Responses to somatosensory stimulation. A, Stimulus and task paradigm. Three successive 2 s trials are shown. The somatosensory stimulus (row labeled “SS”) consisted of four repetitions of 200 Hz vibrotactile stimulation within a 250 ms ON/250 ms OFF square wave envelope delivered to the body part circled in red (left hand in first trial, right hand in second trial, no stimulation in third trial). The visual stimulus (labeled “Vis”) was identical in all trials. The behavioral task was to fixate the central crosshairs at all times, except when the left foot was stimulated, when the subject fixated the words “Left Foot.” B, An axial slice at the location of secondary somatosensory cortex in the operculum. Underlay shows average anatomical dataset from nine normal controls; colored voxels show significant responses to somatosensory stimulation (p < 0.01 corrected). Black arrow highlights strong opercular activity. C, Responses to somatosensory stimulation in the patient's operculum. Black arrow highlights weak activity. Black square shows location of right thalamic lesion. D, Volume of cortex responding to somatosensory stimulation in four cytoarchitectonic subdivisions of the operculum. The left hatched bar in each pair shows the mean ± SEM volume in nine normal controls; the right solid bar in each pair shows the patient. The label under each pair of bars identifies the subdivision. E, BOLD fMRI time course of the response to somatosensory stimulation. The black bar under the x-axis shows the duration of the 2 s stimulation trial for right hand stimulation (left trace) and left hand stimulation (right trace).

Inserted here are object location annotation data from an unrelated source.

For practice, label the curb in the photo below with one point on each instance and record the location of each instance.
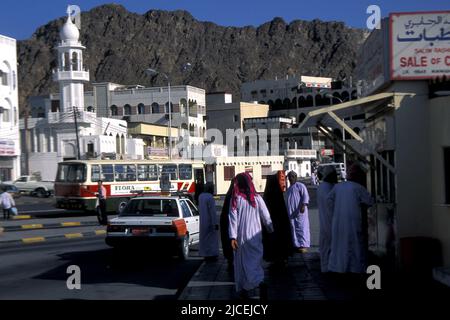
(64, 236)
(35, 226)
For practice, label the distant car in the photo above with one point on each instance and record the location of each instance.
(11, 189)
(338, 166)
(35, 186)
(171, 221)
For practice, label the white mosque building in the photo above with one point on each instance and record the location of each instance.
(70, 131)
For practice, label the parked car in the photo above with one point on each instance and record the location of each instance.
(11, 189)
(170, 221)
(338, 166)
(34, 186)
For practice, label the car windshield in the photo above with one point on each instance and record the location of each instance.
(151, 207)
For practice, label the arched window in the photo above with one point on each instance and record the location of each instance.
(278, 105)
(167, 107)
(301, 102)
(301, 117)
(141, 108)
(114, 110)
(75, 61)
(183, 107)
(344, 96)
(294, 103)
(309, 101)
(155, 107)
(66, 61)
(127, 110)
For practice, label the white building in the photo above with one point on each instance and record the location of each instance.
(51, 137)
(9, 115)
(293, 97)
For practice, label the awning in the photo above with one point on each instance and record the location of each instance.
(376, 105)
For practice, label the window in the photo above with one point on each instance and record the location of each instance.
(114, 111)
(95, 173)
(193, 208)
(107, 172)
(447, 174)
(125, 172)
(185, 209)
(147, 172)
(6, 115)
(151, 207)
(155, 107)
(141, 108)
(185, 171)
(266, 170)
(4, 78)
(170, 170)
(228, 173)
(73, 172)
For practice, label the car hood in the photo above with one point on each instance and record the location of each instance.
(133, 220)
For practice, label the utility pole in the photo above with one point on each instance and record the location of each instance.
(27, 142)
(75, 111)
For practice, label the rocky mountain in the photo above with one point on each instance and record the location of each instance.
(121, 45)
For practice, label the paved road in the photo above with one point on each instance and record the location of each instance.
(39, 272)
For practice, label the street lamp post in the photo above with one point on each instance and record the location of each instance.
(151, 72)
(330, 96)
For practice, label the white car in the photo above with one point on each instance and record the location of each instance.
(156, 220)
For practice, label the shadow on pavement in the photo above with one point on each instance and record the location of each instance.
(108, 266)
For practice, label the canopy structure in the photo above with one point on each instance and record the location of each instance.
(375, 106)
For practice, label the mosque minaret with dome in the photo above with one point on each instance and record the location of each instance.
(70, 73)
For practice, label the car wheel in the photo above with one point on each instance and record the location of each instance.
(183, 250)
(40, 193)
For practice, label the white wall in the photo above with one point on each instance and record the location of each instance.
(439, 109)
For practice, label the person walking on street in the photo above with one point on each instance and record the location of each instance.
(328, 176)
(227, 250)
(101, 205)
(209, 227)
(247, 212)
(348, 256)
(297, 201)
(278, 246)
(7, 202)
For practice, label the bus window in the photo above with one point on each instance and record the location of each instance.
(185, 171)
(107, 173)
(95, 173)
(71, 172)
(147, 172)
(170, 170)
(125, 172)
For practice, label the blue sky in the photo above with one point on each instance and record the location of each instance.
(20, 18)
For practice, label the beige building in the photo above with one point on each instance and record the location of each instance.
(406, 146)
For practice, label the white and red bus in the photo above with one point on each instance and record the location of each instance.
(76, 182)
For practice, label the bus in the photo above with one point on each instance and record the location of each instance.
(76, 182)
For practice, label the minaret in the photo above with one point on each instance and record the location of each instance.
(70, 73)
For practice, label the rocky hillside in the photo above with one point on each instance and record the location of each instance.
(121, 44)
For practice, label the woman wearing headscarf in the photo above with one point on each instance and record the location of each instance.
(224, 227)
(209, 240)
(328, 176)
(278, 246)
(297, 201)
(247, 212)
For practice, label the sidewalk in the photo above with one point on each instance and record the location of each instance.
(300, 280)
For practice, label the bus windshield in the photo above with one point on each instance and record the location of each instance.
(71, 172)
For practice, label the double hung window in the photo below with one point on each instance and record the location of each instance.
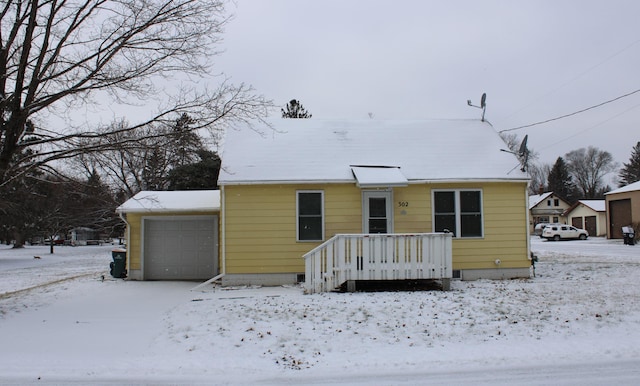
(458, 211)
(310, 215)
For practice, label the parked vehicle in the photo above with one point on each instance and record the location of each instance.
(562, 232)
(537, 230)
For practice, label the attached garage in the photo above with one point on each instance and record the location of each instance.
(172, 235)
(590, 215)
(178, 248)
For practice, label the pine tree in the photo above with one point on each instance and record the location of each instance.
(560, 181)
(630, 172)
(295, 109)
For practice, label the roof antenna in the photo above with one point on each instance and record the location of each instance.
(483, 104)
(522, 154)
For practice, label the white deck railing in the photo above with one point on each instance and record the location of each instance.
(377, 257)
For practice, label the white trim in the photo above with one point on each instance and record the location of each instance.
(378, 176)
(351, 181)
(298, 214)
(456, 191)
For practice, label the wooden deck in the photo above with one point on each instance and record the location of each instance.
(366, 257)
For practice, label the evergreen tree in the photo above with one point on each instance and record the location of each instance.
(198, 176)
(295, 109)
(630, 172)
(560, 181)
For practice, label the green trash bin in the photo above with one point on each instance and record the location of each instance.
(119, 264)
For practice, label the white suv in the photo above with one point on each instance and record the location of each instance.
(558, 232)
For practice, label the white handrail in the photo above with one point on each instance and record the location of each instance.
(394, 256)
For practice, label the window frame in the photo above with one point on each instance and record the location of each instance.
(457, 233)
(298, 215)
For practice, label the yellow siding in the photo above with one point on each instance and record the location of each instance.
(260, 233)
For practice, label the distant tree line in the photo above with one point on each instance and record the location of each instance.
(46, 202)
(579, 174)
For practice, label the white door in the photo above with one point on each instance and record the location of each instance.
(377, 212)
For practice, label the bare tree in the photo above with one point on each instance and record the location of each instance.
(60, 55)
(539, 174)
(588, 167)
(514, 143)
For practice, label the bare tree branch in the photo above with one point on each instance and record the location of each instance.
(58, 55)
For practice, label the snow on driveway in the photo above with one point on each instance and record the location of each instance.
(576, 322)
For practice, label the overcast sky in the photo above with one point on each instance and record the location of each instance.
(406, 59)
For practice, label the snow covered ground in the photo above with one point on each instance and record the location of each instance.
(576, 322)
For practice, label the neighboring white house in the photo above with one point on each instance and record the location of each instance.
(546, 208)
(590, 215)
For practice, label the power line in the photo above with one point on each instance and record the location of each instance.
(574, 113)
(575, 77)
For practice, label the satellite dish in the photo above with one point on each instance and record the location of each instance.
(523, 145)
(523, 154)
(483, 104)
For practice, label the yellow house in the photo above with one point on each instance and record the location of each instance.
(289, 186)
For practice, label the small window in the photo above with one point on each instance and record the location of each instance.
(458, 211)
(310, 216)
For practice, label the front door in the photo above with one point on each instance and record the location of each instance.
(377, 212)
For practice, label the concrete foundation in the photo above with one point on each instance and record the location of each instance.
(495, 274)
(263, 279)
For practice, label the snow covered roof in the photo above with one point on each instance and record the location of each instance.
(538, 198)
(311, 150)
(596, 205)
(172, 201)
(629, 188)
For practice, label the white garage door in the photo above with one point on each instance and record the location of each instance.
(180, 249)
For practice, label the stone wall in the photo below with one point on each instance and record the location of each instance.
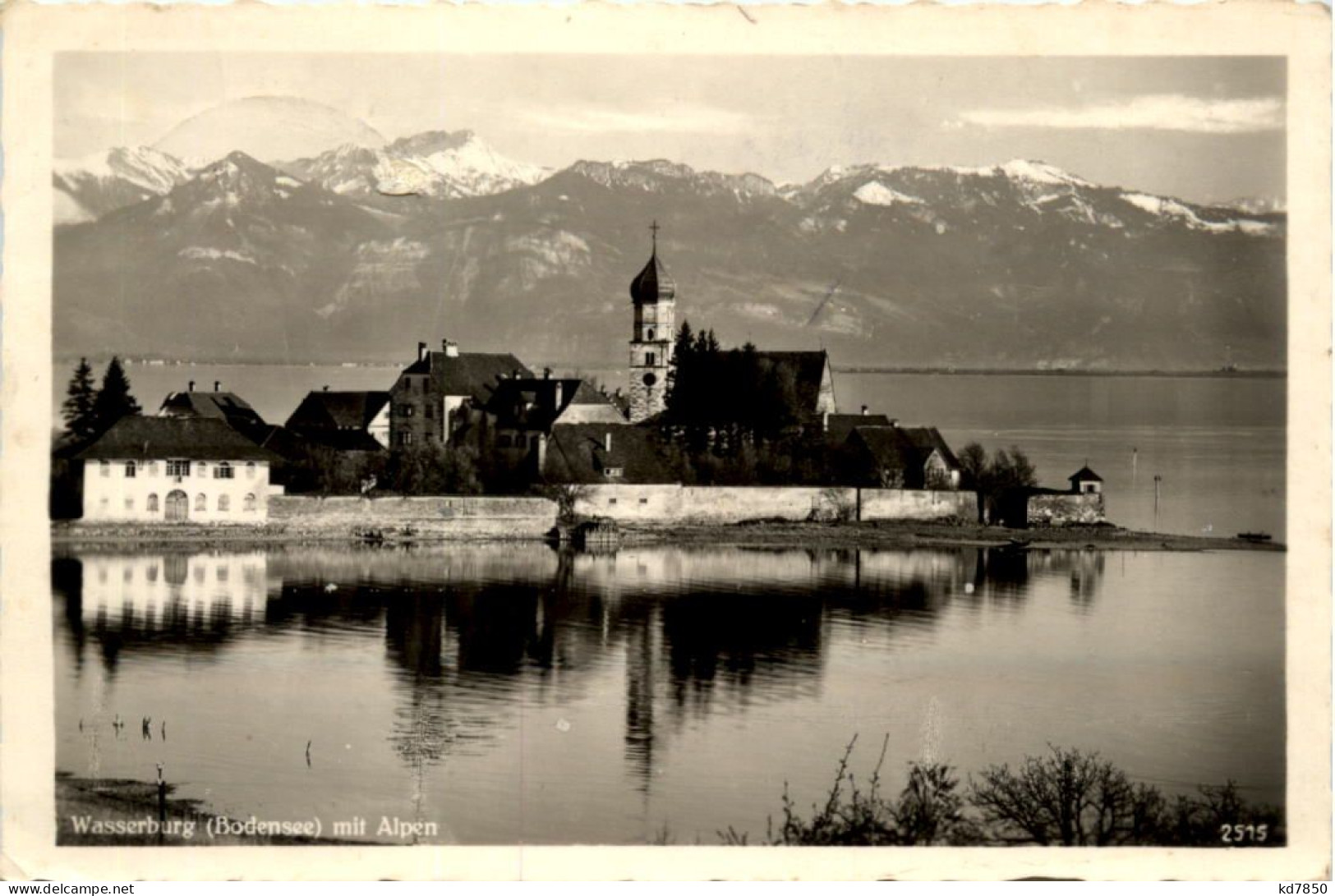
(1066, 509)
(918, 503)
(733, 503)
(490, 516)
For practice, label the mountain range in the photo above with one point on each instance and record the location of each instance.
(361, 251)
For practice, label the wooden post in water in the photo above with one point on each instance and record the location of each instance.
(162, 802)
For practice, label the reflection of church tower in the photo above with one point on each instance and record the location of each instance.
(655, 294)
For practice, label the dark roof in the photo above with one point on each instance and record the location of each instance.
(324, 410)
(577, 453)
(808, 370)
(469, 373)
(837, 426)
(532, 403)
(224, 407)
(903, 446)
(653, 283)
(925, 439)
(191, 439)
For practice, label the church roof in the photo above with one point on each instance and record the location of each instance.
(350, 410)
(653, 283)
(218, 405)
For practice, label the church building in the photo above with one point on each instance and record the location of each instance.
(655, 296)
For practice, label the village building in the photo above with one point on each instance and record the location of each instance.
(175, 469)
(1080, 505)
(444, 392)
(602, 454)
(901, 457)
(522, 413)
(214, 405)
(345, 420)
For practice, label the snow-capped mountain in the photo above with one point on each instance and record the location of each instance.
(1016, 264)
(90, 187)
(444, 164)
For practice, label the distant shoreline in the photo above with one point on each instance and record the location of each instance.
(760, 533)
(839, 369)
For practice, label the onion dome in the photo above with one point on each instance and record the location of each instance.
(653, 283)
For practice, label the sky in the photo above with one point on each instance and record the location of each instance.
(1196, 127)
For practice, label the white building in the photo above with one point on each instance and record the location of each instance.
(175, 469)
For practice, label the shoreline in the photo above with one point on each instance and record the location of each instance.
(762, 533)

Purple lines show the deconvolved event-related time series representing the average response to a single trial. Solid purple line shows the signal change in the peak operculum voxel of the patient (black arrow in C). Dashed purple line shows the peak signal change (mean ± SEM) in nine normal controls. Vertical black lines show the latency of the peak of the response (solid bar for patient, dashed bar for patient). F, Responses to left hand stimulation in the operculum of normal controls. G, Responses to left hand stimulation in the patient. H, Responses to right hand stimulation in the operculum of normal controls. I, Responses to right hand stimulation in the patient.